Вдруг Затюкина пронзило. Он нащупал в кармане хрустящую шелковистую бумажку, а в руке своей увидел пачку сторублёвок.

«Да что же это такое, – пронеслось у него в голове. – Неужто и вправду чёрт это был? Может, ворюга какой-нибудь мне краденое сбагрил? Чертовщина какая-то. Так и в Новинки недолго попасть. Душа моя…»

Что-то холодное, пустое в груди своей почувствовал Затюкин. Страшно.
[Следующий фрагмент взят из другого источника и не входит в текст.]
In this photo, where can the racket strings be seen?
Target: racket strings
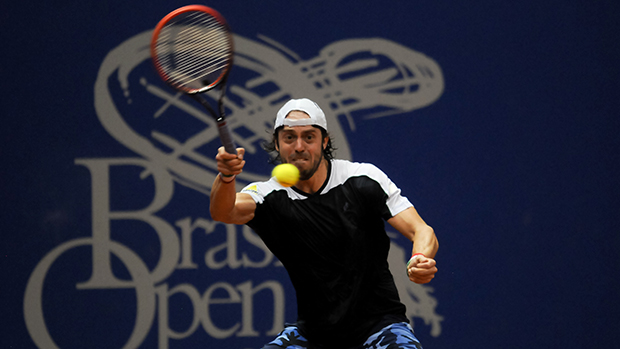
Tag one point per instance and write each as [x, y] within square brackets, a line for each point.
[194, 51]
А страха нет.

«Что же это такое?»

Выскочив из подъезда, он чуть не сбил с ног дотошную Варвару Никандровну, приготовившуюся уже осенить всех крестным знамением.

– Душа! Душечка-а-а! – заорал, что было сил, Затюкин вслед удаляющейся к машине процессии.

Люди в форме оглянулись на этот крик. В это мгновение Варвара Никандровна осенила-таки всех крестным знамением и пропела осанну на всякий случай. И в это же мгновение толстяк исчез вместе с наручниками. Раздосадованные ребята в милицейской форме бросились было за угол, да сами удивились своей глупости – следов-то нет! Возбуждённо обсуждая происшедшее, они ещё раз собрались в том месте, где произошло исчезновение толстяка. Варвара Никандровна испуганно сбежала к себе в квартиру, не переставая ни на мгновение креститься. Запершись на все свои засовы и цепочки, она потом ещё две недели не выходила из дома.

Но вернёмся к месту происшествия. Четверо молодых парней ничего не понимая смотрели на оборвавшиеся следы, как вдруг произошло ещё нечто. А именно, в то самое место, где стоял за мгновение до своего исчезновения толстяк, и куда все вместе смотрели вызванные оперативники, упали закрытые наручники. Да, странно. Странный был вызов.